9. Les types de cibles

Nous parlons de cible pour une case de l’échiquier dont l’occupation peut procurer un avantage. Certaines sont des cibles effectives : leur attaque vise un gain immédiat et à charge au camp attaqué de prendre les mesures nécessaires pour parer l’attaque. Ces cibles n’ont pas les mêmes propriétés et pour les distinguer, nous les classerons en différents types. Voyons maintenant comment identifier le type de cible auquel on a à faire.

Une pièce, pion ou case qui n’est pas défendu sera désigné comme une cible simple et, en pratique, on parle le cas échéant de pièce en l’air.

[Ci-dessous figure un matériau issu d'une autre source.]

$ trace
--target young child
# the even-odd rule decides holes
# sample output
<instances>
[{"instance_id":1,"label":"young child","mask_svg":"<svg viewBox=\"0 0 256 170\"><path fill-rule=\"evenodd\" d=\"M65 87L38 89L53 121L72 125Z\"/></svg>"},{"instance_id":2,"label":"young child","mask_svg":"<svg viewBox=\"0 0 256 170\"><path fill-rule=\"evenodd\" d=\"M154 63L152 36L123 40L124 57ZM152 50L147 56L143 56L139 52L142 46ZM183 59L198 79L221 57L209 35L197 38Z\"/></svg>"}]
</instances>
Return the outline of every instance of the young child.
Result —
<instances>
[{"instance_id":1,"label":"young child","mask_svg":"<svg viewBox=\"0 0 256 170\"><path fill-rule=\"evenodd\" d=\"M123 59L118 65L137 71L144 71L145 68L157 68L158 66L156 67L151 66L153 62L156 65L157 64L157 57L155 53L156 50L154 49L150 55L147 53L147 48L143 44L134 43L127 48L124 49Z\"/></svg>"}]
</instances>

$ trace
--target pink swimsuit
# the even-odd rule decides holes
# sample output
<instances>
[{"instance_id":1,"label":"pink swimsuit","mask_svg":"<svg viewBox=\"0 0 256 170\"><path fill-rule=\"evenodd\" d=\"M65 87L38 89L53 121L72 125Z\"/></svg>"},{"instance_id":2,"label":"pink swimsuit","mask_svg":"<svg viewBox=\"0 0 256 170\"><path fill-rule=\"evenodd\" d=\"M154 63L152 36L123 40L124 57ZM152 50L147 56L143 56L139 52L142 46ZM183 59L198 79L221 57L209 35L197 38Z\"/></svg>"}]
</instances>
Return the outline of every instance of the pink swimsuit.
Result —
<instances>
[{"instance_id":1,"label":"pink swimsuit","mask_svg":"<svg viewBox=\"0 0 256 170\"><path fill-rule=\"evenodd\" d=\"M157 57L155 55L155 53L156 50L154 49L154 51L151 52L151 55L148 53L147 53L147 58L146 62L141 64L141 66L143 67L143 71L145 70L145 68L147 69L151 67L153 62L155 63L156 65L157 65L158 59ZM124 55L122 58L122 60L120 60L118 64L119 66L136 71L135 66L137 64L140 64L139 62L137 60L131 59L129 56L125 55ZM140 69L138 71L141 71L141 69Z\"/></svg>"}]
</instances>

Imaginons alors que vous attaquiez une pièce, un pion ou une case et que votre adversaire pare l’attaque en choisissant de défendre la cible. Dans ce cas, attaque et défense s’équilibrent ; mais une attaque supplémentaire pourrait à nouveau faire pencher la balance dans le sens de l’attaque. Ainsi, la cible attaquée reste exposée à une nouvelle attaque.

Quand une pièce, un pion ou une case sont une fois attaqué et une fois défendu, ils constituent ce que l’on appellera une cible complexe de type 1. Prenons un exemple.

Exemple 9.1 : Attaque sur cible complexe

Dans la position du diagramme ci-contre, le Ce4 n’est pas défendu et constitue une cible simple ou pièce en l’air. Quant au Cc6, il est attaqué par la Tc1 mais est aussi défendu par la Tc8. Le Cc6 constitue une cible de type 1.

Que se passe-t-il si l’on attaque simultanément les deux cibles par 1. Fd5 ?

Le Ce4 est directement menacé. Mais le Cf6 est maintenant attaqué deux fois et défendu une seule. Les blancs menacent donc 2. F×c6 et les noirs ne peuvent reprendre le Fc6 avec la Tc8 car cette dernière serait reprise par la Tc1, perdant une Tour nette au lieu d’un seul Cavalier. En fin de compte, la partie pourrait par exemple continuer par 1. … C×b4 (un Cavalier est perdu, autant récupérer un pion…) 2. a×b4 Cd6 et l’attaque double du Fou aura gagné un Cavalier contre un pion.

Bien sûr, il est aussi possible qu’une cible soit deux fois attaquée et deux fois défendue, auquel cas on parlera de cible de type 2 et ainsi de suite.

Parade sur cible complexe

Une des particularités des cibles complexes et quelles multiplient les possibilités défensives face à une attaque.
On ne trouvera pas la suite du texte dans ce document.